One of my favorite Greek restaurants is on the periphery of Brooklyn's Chinatown, oddly enough (8th Avenue and 69th Street). The food is great, the prices are decent, and it's within walking distance of my office. What more could you ask for!
I've been to Spartan Souvlaki a few times. Previously, I've had the hamburger and cheese pie (a flaky shell filled with ricotta-like cheese; delicious and creamy). This time, I had spanakopita and Greek salad. The Greek salad had large chunks of tomato, slivers of raw red onion, and crumbled feta cheese, all swimming in a pool of olive oil. For some reason, Spartan Souvlaki does everything big and their side salad portion is enormous, though you won't hear me complain about it. The spanakopita is, similarly, in the shape of a Hot Pocket, with the flaky phyllo dough wrapped around a rectangle of chopped spinach and mild cheese. The spanakopita is more on the side of "spinachy" instead of "cheesy," but I really enjoyed it and I was glad to have had my servings of vegetables.
Alex had the gyro platter with french fries. The slices of gyro meat were a tad bit dry, but had a nice crunchy crust and the dryness was remedied by a great tzatziki sauce. He even made mini souvlakis by spreading tzatziki sauce and layering gyro meat on the pita - delicious! Salty meat paired with creamy, garlicky yogurt sauce, all on top of warm pita bread (Greek naan...mmm).
Eating at Spartan Souvlaki always reminds me of my adventures in Greece. When we were abroad, a few girlfriends and I travelled to Patras, Athens, and Glyfada during spring break. We ran into some interesting situations when we were outside of the touristy parts of Athens. Being four Chinese women traveling alone, we got lots of stares, although the Greeks were friendly enough once we said a few kalimeras and efharistos. In Glyfada (a swanky suburb of Athens), we had lunch at a restaurant and ordered souvlakis.
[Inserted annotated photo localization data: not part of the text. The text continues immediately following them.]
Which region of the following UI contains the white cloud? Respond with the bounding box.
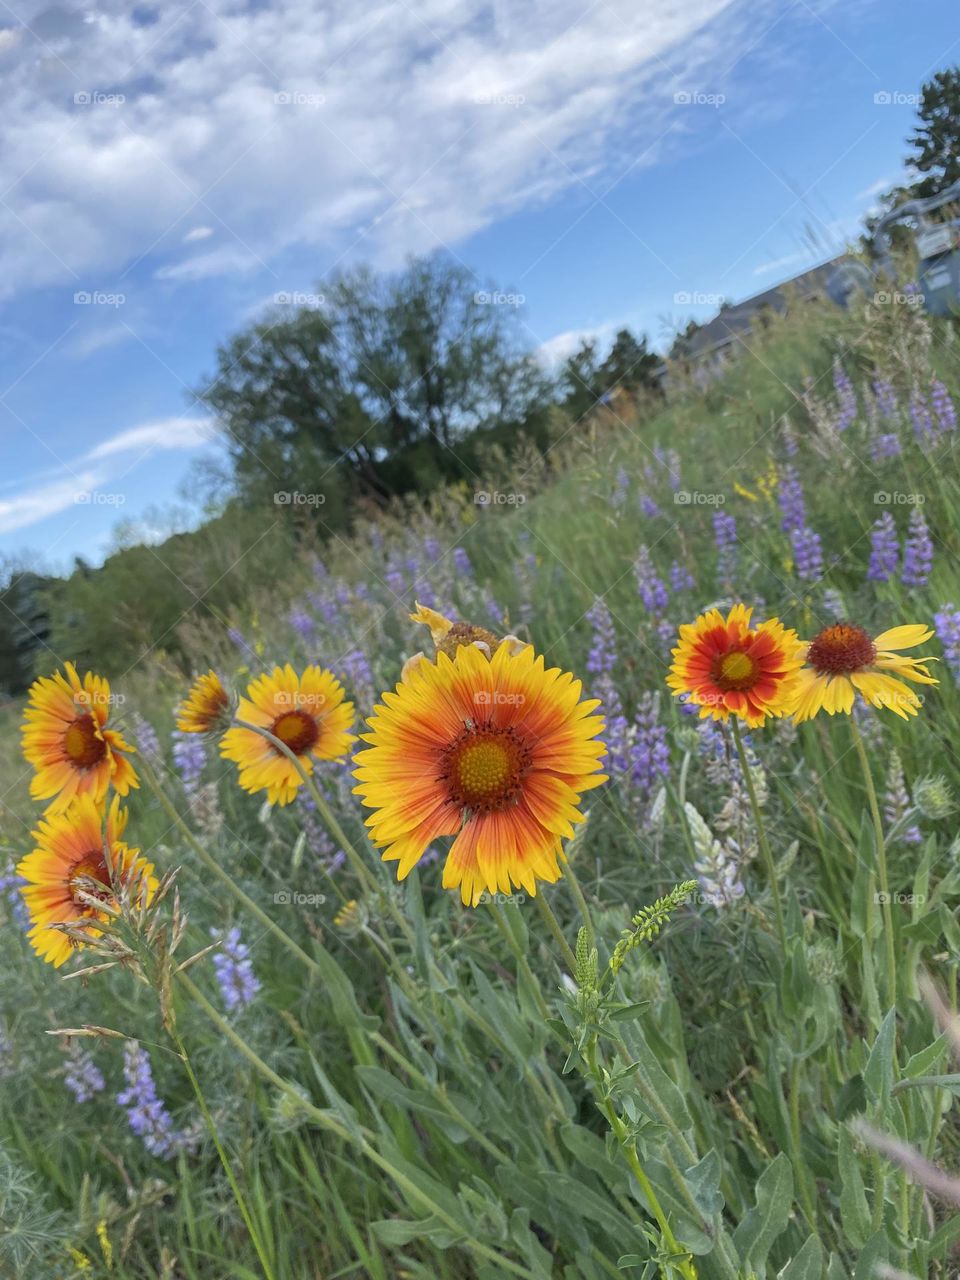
[0,469,103,534]
[0,0,820,299]
[86,417,217,461]
[751,250,809,278]
[538,322,619,365]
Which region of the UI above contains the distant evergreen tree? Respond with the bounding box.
[908,67,960,198]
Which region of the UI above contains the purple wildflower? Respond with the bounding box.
[791,524,823,582]
[713,511,738,585]
[833,359,857,432]
[0,865,29,929]
[289,606,315,640]
[871,432,901,463]
[931,378,956,433]
[594,674,630,779]
[777,465,806,533]
[910,388,935,444]
[212,927,261,1014]
[867,512,899,583]
[634,546,668,615]
[585,598,617,677]
[612,468,630,509]
[901,508,933,588]
[130,713,162,767]
[341,648,375,710]
[934,605,960,679]
[639,494,662,519]
[669,561,695,593]
[64,1043,105,1103]
[452,548,473,578]
[117,1042,181,1158]
[872,377,898,420]
[632,692,670,796]
[172,731,206,795]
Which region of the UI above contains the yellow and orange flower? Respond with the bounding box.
[667,604,805,728]
[16,795,156,967]
[21,663,138,813]
[176,670,230,734]
[220,664,355,805]
[402,602,526,681]
[789,622,938,722]
[353,641,607,905]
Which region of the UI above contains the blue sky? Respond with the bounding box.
[0,0,955,573]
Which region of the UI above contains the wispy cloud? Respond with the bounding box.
[0,469,103,535]
[87,418,216,461]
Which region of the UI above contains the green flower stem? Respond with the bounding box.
[175,971,540,1280]
[730,719,786,958]
[488,903,550,1020]
[139,756,323,981]
[561,853,595,944]
[233,719,418,949]
[168,1022,276,1280]
[850,718,897,1008]
[534,891,578,971]
[585,1039,697,1280]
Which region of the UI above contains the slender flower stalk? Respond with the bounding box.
[851,719,897,1007]
[731,719,786,956]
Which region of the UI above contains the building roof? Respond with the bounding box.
[684,255,850,360]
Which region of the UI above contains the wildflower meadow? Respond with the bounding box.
[2,275,960,1280]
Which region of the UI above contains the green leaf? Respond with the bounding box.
[779,1234,825,1279]
[731,1152,793,1271]
[904,1033,948,1079]
[683,1149,724,1218]
[838,1128,871,1248]
[863,1008,897,1112]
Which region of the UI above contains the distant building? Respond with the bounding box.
[677,255,866,386]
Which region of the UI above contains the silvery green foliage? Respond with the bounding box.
[0,1143,69,1276]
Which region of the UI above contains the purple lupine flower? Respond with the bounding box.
[872,377,898,420]
[639,494,662,519]
[452,547,473,577]
[211,927,261,1014]
[910,388,935,444]
[652,446,682,490]
[782,423,798,457]
[341,648,375,710]
[833,359,857,432]
[871,432,901,463]
[172,731,206,795]
[585,598,617,677]
[930,378,956,433]
[634,546,668,615]
[901,508,933,587]
[289,606,315,640]
[885,751,921,845]
[669,561,695,593]
[934,605,960,679]
[713,511,738,585]
[227,627,247,650]
[632,692,670,796]
[593,673,630,779]
[424,537,442,562]
[117,1042,181,1158]
[385,563,406,598]
[0,865,29,929]
[64,1043,106,1103]
[130,713,162,767]
[612,468,630,509]
[867,512,899,583]
[821,589,846,620]
[777,465,806,533]
[791,524,823,582]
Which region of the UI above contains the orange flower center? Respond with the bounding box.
[68,851,111,910]
[443,725,530,813]
[63,714,108,770]
[711,648,759,692]
[807,623,876,675]
[271,709,320,756]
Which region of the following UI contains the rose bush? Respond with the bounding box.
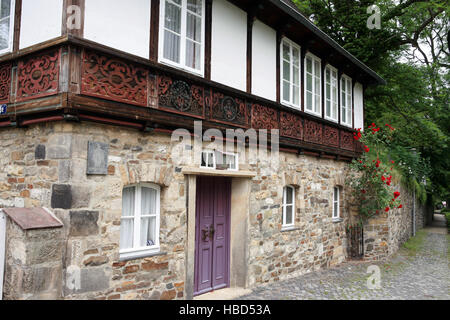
[347,123,403,225]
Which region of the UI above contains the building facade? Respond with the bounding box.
[0,0,425,300]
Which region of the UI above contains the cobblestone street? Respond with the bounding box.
[239,215,449,300]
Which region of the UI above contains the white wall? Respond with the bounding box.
[84,0,151,59]
[211,0,247,91]
[252,20,276,101]
[19,0,63,49]
[354,82,364,131]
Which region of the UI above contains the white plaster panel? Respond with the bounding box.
[84,0,151,59]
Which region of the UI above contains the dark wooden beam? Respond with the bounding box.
[276,30,282,103]
[204,0,212,79]
[13,0,22,52]
[246,11,256,93]
[150,0,160,63]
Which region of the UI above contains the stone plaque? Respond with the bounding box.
[87,141,109,175]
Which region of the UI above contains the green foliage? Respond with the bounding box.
[292,0,450,202]
[402,230,427,256]
[347,124,402,224]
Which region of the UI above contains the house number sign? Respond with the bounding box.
[0,104,7,115]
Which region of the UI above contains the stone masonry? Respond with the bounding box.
[0,121,427,299]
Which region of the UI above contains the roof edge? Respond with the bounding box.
[274,0,386,85]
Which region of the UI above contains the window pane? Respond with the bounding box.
[333,202,338,218]
[286,187,293,204]
[187,0,202,14]
[285,205,293,225]
[314,76,320,95]
[306,57,312,73]
[165,1,181,33]
[315,94,320,113]
[283,81,290,102]
[122,187,135,217]
[186,39,200,69]
[292,47,299,67]
[306,73,312,91]
[186,12,201,42]
[306,92,312,110]
[283,60,290,81]
[283,43,290,61]
[293,66,299,86]
[293,86,299,106]
[0,17,10,51]
[141,187,157,215]
[326,100,331,117]
[140,216,157,247]
[163,30,180,63]
[314,60,320,76]
[0,0,11,19]
[334,187,339,201]
[120,219,134,249]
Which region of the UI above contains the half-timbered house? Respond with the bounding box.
[0,0,410,300]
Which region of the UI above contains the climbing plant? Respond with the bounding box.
[347,123,403,225]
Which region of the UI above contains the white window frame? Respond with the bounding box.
[158,0,205,77]
[324,64,339,123]
[280,37,301,109]
[340,74,353,127]
[200,149,239,172]
[282,186,295,229]
[332,186,340,220]
[120,183,161,260]
[0,0,15,56]
[304,52,322,117]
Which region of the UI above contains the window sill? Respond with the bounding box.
[332,218,343,223]
[304,109,322,118]
[281,226,300,233]
[281,101,301,110]
[158,58,204,78]
[119,248,164,261]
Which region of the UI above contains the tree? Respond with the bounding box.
[292,0,450,202]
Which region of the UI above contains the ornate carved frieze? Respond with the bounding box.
[323,125,339,147]
[157,76,205,118]
[16,49,60,102]
[210,92,248,127]
[81,51,148,107]
[0,63,12,104]
[304,119,323,144]
[280,112,303,140]
[251,104,279,130]
[340,130,355,151]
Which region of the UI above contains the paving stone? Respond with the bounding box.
[238,230,449,300]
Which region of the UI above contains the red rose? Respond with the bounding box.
[394,191,400,199]
[398,204,403,209]
[385,207,390,212]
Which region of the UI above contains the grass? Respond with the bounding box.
[401,230,427,256]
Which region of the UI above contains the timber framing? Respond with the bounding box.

Oddly, they didn't give us any tzatziki sauce and the souvlakis were all incredibly dry. Probably because we were such an unusual sight, the head chef actually came out to see us for himself. In broken English, he asked how the food was. We asked for a bit of tzatziki, which he said was not typical in souvlakis. Either way, all was remedied by the free shots of limoncello after the meal.